The ARFBench benchmark covers 63 real production incidents and includes 750 multiple-choice questions, 142 distinct monitoring metrics, and more than 5.38 million data points. These data points were derived from engineers’ Slack threads captured during live emergencies, and the benchmark contains no synthetic data or textbook scenarios. The dataset emphasizes real-world observability signals and human troubleshooting interactions rather than simulated incidents. The benchmark is explicitly oriented toward assessing performance on incident response tasks.
The benchmark’s questions span Tier I–III tasks designed to reflect the kinds of time-series and cross-metric reasoning engineers perform during outages. ARFBench was developed as a joint project between Datadog and Carnegie Mellon. The design aggregates monitoring metrics and human conversational context to form multiple-choice evaluation items. The benchmark’s construction intentionally avoided synthetic augmentation and hypothetical cases.
ARFBench provides a structured, empirically grounded dataset for evaluating AI models against human engineers in incident response. The collaboration between Datadog and Carnegie Mellon produced a reproducible, real-world benchmark for comparing model and human performance.
The ARFBench results list accuracy scores for multiple AI models on Tier I–III tasks. GPT-5 scored 62.7% accuracy. Gemini 3 Pro scored 58.1%, Claude Opus 4.6 scored 54.8%, and Claude Sonnet 4.5 scored 47.2%. Hybrid entries included Toto-1.0-QA-Experimental at 63.9% and a Toto+Qwen3-VL 32B combination that edged GPT-5. A random-guessing baseline on the benchmark would be 24.5%.
Human performance baselines on the same benchmark were higher than the AI models listed. Domain experts scored 72.7% accuracy and non-domain experts scored 69.7%. The benchmark report states that no AI model beat either human baseline. These figures appear in the ARFBench leaderboard and summary of results. Leaderboard notes indicated Toto-1.0-QA-Experimental slightly outscored GPT-5 in the public results. All listed AI model scores are accuracy percentages reported on Tier I–III tasks.
Tier III questions in the ARFBench benchmark require cross-metric reasoning across monitoring metrics and time-series signals. ARFBench reports that AI models struggle with these Tier III questions. The benchmark results also report that no AI model beat either human baseline in overall accuracy. The inclusion of Tier III cross-metric items is highlighted in ARFBench as a factor in evaluating model performance on realistic incident response tasks.

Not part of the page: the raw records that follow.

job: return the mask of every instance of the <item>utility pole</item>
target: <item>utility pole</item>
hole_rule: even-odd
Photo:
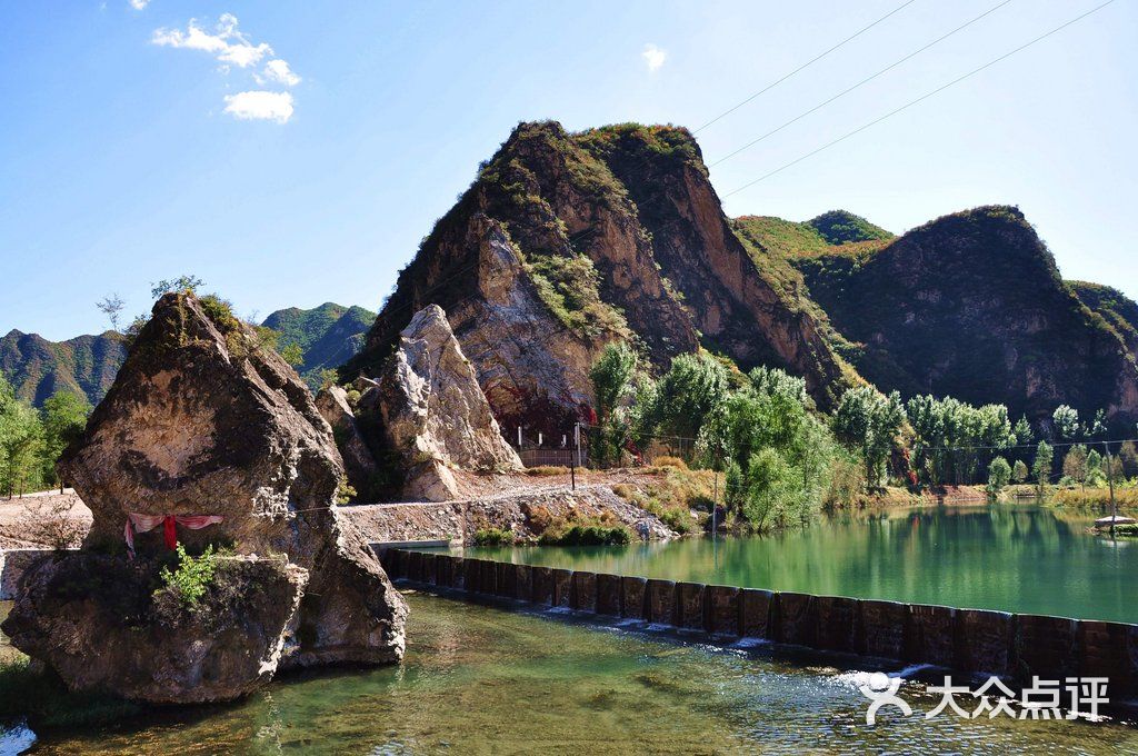
[[[1114,537],[1114,520],[1119,519],[1119,506],[1114,501],[1114,469],[1111,463],[1111,444],[1103,442],[1103,449],[1106,450],[1106,483],[1111,486],[1111,537]]]
[[[577,446],[577,453],[569,452],[569,485],[577,490],[577,466],[580,465],[580,422],[572,426],[572,438]]]

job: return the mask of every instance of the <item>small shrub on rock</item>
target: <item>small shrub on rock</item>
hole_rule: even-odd
[[[497,527],[484,527],[475,532],[476,547],[513,545],[513,532]]]
[[[192,609],[205,595],[216,569],[217,558],[212,545],[207,547],[200,557],[191,557],[185,553],[185,547],[178,544],[178,569],[170,572],[168,567],[163,567],[159,575],[166,587],[178,597],[179,602]]]

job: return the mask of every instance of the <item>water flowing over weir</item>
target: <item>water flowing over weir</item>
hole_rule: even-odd
[[[393,578],[726,638],[930,664],[1030,682],[1107,677],[1138,698],[1138,625],[813,595],[387,549]]]

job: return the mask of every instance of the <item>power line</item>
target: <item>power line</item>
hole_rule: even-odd
[[[809,110],[794,116],[793,118],[791,118],[786,123],[782,124],[781,126],[777,126],[776,129],[772,129],[770,131],[768,131],[767,133],[762,134],[758,139],[753,139],[753,140],[747,142],[745,145],[743,145],[742,147],[740,147],[735,151],[729,153],[728,155],[725,155],[724,157],[720,157],[715,163],[711,163],[710,165],[708,165],[708,167],[715,167],[715,166],[719,165],[720,163],[723,163],[725,161],[729,161],[731,158],[735,157],[740,153],[749,150],[750,148],[754,147],[756,145],[758,145],[760,141],[767,139],[768,137],[775,135],[776,133],[778,133],[780,131],[782,131],[786,126],[801,121],[802,118],[805,118],[806,116],[810,115],[811,113],[816,113],[816,112],[820,110],[822,108],[826,107],[827,105],[830,105],[834,100],[840,99],[842,97],[846,97],[847,94],[849,94],[853,90],[856,90],[856,89],[858,89],[858,88],[860,88],[860,87],[863,87],[865,84],[868,84],[869,82],[872,82],[877,76],[881,76],[882,74],[885,74],[885,73],[892,71],[893,68],[896,68],[897,66],[901,65],[906,60],[915,58],[916,56],[921,55],[922,52],[924,52],[929,48],[934,47],[937,44],[940,44],[941,42],[943,42],[948,38],[950,38],[954,34],[956,34],[957,32],[963,31],[963,30],[967,28],[968,26],[972,26],[978,20],[984,18],[986,16],[989,16],[989,15],[996,13],[997,10],[999,10],[1000,8],[1003,8],[1004,6],[1006,6],[1009,2],[1012,2],[1012,0],[1004,0],[1003,2],[999,2],[999,3],[995,5],[995,6],[992,6],[991,8],[989,8],[988,10],[986,10],[984,13],[982,13],[979,16],[976,16],[975,18],[973,18],[972,20],[968,20],[968,22],[965,22],[964,24],[960,24],[959,26],[957,26],[953,31],[948,32],[947,34],[943,34],[942,36],[938,36],[937,39],[934,39],[932,42],[929,42],[924,47],[918,48],[918,49],[914,50],[913,52],[909,52],[904,58],[900,58],[899,60],[896,60],[896,61],[889,64],[888,66],[885,66],[884,68],[882,68],[877,73],[875,73],[873,75],[869,75],[869,76],[866,76],[865,79],[863,79],[858,83],[853,84],[849,89],[844,89],[841,92],[838,92],[836,94],[834,94],[833,97],[831,97],[828,100],[825,100],[823,102],[819,102],[818,105],[815,105]]]
[[[818,60],[822,60],[822,59],[823,59],[823,58],[825,58],[825,57],[826,57],[827,55],[830,55],[831,52],[833,52],[834,50],[836,50],[838,48],[840,48],[840,47],[843,47],[843,46],[844,46],[844,44],[846,44],[847,42],[852,42],[852,41],[853,41],[853,40],[856,40],[857,38],[861,36],[861,35],[863,35],[864,33],[868,32],[868,31],[869,31],[871,28],[873,28],[874,26],[876,26],[877,24],[880,24],[881,22],[885,20],[887,18],[889,18],[889,17],[890,17],[890,16],[892,16],[893,14],[896,14],[896,13],[898,13],[898,11],[900,11],[900,10],[902,10],[902,9],[905,9],[905,8],[907,8],[908,6],[912,6],[912,5],[914,3],[914,2],[916,2],[916,0],[908,0],[908,2],[902,2],[902,3],[901,3],[900,6],[898,6],[897,8],[893,8],[893,9],[892,9],[892,10],[890,10],[890,11],[889,11],[888,14],[885,14],[884,16],[882,16],[881,18],[879,18],[877,20],[873,22],[873,23],[872,23],[872,24],[869,24],[868,26],[864,26],[864,27],[861,27],[860,30],[858,30],[857,32],[855,32],[853,34],[851,34],[850,36],[847,36],[847,38],[846,38],[844,40],[842,40],[841,42],[839,42],[839,43],[838,43],[838,44],[835,44],[834,47],[830,48],[830,49],[828,49],[828,50],[826,50],[825,52],[823,52],[823,54],[820,54],[820,55],[818,55],[818,56],[815,56],[814,58],[810,58],[809,60],[807,60],[806,63],[803,63],[803,64],[802,64],[801,66],[799,66],[798,68],[795,68],[794,71],[792,71],[792,72],[790,72],[789,74],[784,75],[784,76],[783,76],[782,79],[778,79],[778,80],[776,80],[776,81],[774,81],[774,82],[772,82],[772,83],[767,84],[766,87],[764,87],[762,89],[760,89],[760,90],[759,90],[759,91],[757,91],[756,93],[751,94],[751,96],[750,96],[750,97],[748,97],[747,99],[744,99],[744,100],[742,100],[742,101],[740,101],[740,102],[737,102],[737,104],[733,105],[732,107],[727,108],[726,110],[724,110],[723,113],[720,113],[720,114],[719,114],[719,115],[717,115],[716,117],[711,118],[710,121],[708,121],[707,123],[704,123],[704,124],[703,124],[702,126],[700,126],[699,129],[696,129],[696,130],[695,130],[695,131],[693,131],[692,133],[693,133],[693,134],[698,134],[699,132],[701,132],[701,131],[703,131],[704,129],[707,129],[708,126],[710,126],[710,125],[711,125],[712,123],[715,123],[715,122],[719,121],[720,118],[723,118],[723,117],[725,117],[725,116],[728,116],[728,115],[731,115],[732,113],[734,113],[734,112],[735,112],[735,110],[737,110],[739,108],[743,107],[744,105],[747,105],[748,102],[750,102],[750,101],[751,101],[751,100],[753,100],[754,98],[757,98],[757,97],[759,97],[759,96],[761,96],[761,94],[764,94],[764,93],[766,93],[766,92],[770,91],[772,89],[774,89],[774,88],[775,88],[775,87],[777,87],[778,84],[783,83],[784,81],[786,81],[786,80],[787,80],[787,79],[790,79],[791,76],[793,76],[793,75],[795,75],[795,74],[798,74],[798,73],[800,73],[800,72],[802,72],[802,71],[805,71],[806,68],[809,68],[810,66],[813,66],[814,64],[816,64],[816,63],[817,63]]]
[[[992,60],[989,60],[988,63],[986,63],[984,65],[980,66],[979,68],[973,68],[972,71],[970,71],[968,73],[964,74],[963,76],[954,79],[953,81],[948,82],[947,84],[942,84],[942,85],[938,87],[937,89],[932,90],[931,92],[922,94],[917,99],[912,100],[912,101],[902,105],[901,107],[899,107],[899,108],[897,108],[894,110],[890,110],[889,113],[887,113],[887,114],[884,114],[884,115],[882,115],[882,116],[880,116],[877,118],[874,118],[869,123],[866,123],[866,124],[864,124],[861,126],[858,126],[853,131],[850,131],[849,133],[843,134],[843,135],[839,137],[838,139],[834,139],[831,142],[826,142],[822,147],[818,147],[817,149],[811,150],[811,151],[807,153],[806,155],[802,155],[801,157],[798,157],[798,158],[791,161],[790,163],[786,163],[785,165],[783,165],[781,167],[777,167],[774,171],[770,171],[769,173],[766,173],[766,174],[759,176],[758,179],[754,179],[753,181],[744,183],[743,186],[739,187],[737,189],[733,189],[733,190],[728,191],[727,194],[725,194],[723,196],[724,199],[726,199],[727,197],[731,197],[732,195],[736,195],[740,191],[743,191],[744,189],[753,187],[754,184],[759,183],[760,181],[765,181],[765,180],[769,179],[770,176],[773,176],[773,175],[775,175],[777,173],[782,173],[786,169],[792,167],[794,165],[798,165],[802,161],[805,161],[807,158],[810,158],[810,157],[814,157],[818,153],[820,153],[823,150],[826,150],[826,149],[830,149],[834,145],[843,142],[847,139],[849,139],[850,137],[859,134],[863,131],[865,131],[866,129],[869,129],[871,126],[875,126],[879,123],[881,123],[882,121],[884,121],[887,118],[890,118],[890,117],[897,115],[898,113],[901,113],[902,110],[907,110],[908,108],[913,107],[914,105],[917,105],[918,102],[923,102],[924,100],[929,99],[930,97],[932,97],[934,94],[939,94],[940,92],[945,91],[949,87],[958,84],[962,81],[964,81],[965,79],[970,79],[971,76],[974,76],[975,74],[980,73],[981,71],[984,71],[986,68],[990,68],[991,66],[996,65],[997,63],[1000,63],[1001,60],[1005,60],[1005,59],[1012,57],[1016,52],[1021,52],[1022,50],[1028,49],[1029,47],[1031,47],[1032,44],[1036,44],[1037,42],[1041,42],[1042,40],[1047,39],[1048,36],[1052,36],[1053,34],[1057,34],[1058,32],[1063,31],[1067,26],[1070,26],[1070,25],[1072,25],[1072,24],[1074,24],[1074,23],[1077,23],[1079,20],[1082,20],[1083,18],[1086,18],[1087,16],[1090,16],[1091,14],[1098,13],[1099,10],[1102,10],[1106,6],[1111,5],[1112,2],[1114,2],[1114,0],[1106,0],[1106,2],[1104,2],[1102,5],[1098,5],[1098,6],[1095,6],[1090,10],[1088,10],[1088,11],[1086,11],[1086,13],[1079,15],[1079,16],[1075,16],[1071,20],[1069,20],[1069,22],[1066,22],[1066,23],[1064,23],[1064,24],[1062,24],[1059,26],[1056,26],[1052,31],[1046,32],[1045,34],[1040,34],[1036,39],[1031,40],[1030,42],[1021,44],[1020,47],[1015,48],[1014,50],[1005,52],[1004,55],[999,56],[998,58],[993,58]]]

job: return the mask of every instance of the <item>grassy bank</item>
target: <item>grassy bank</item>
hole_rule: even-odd
[[[143,712],[139,704],[99,693],[73,693],[24,655],[0,663],[0,720],[35,728],[92,728]]]

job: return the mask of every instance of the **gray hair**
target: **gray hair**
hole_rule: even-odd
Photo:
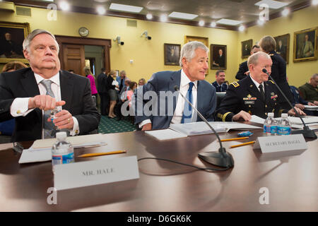
[[[191,61],[191,60],[194,57],[194,52],[199,48],[202,49],[208,53],[209,52],[208,48],[201,42],[193,41],[184,44],[181,49],[180,59],[179,61],[180,66],[183,66],[182,59],[184,57],[187,61]]]
[[[57,44],[57,52],[59,52],[59,47],[57,41],[54,37],[49,31],[43,29],[35,29],[32,32],[30,32],[27,37],[23,41],[23,50],[30,51],[30,44],[31,44],[31,41],[35,38],[35,36],[40,34],[47,34],[50,35],[55,41],[55,44]]]
[[[249,66],[249,64],[257,65],[259,63],[259,58],[261,56],[264,56],[266,59],[271,59],[271,56],[269,56],[268,54],[264,52],[258,52],[249,56],[247,59],[247,66]]]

ARFBench results show that no AI model surpassed human engineers’ accuracy on incident response tasks. The report includes the statement, “A purpose-built domain model, trained on observability data, outperforming a frontier general-purpose system at this specific task is the expected outcome. That’s the point.” The report also explicitly includes the line, “The most valuable finding isn’t which model scored highest.”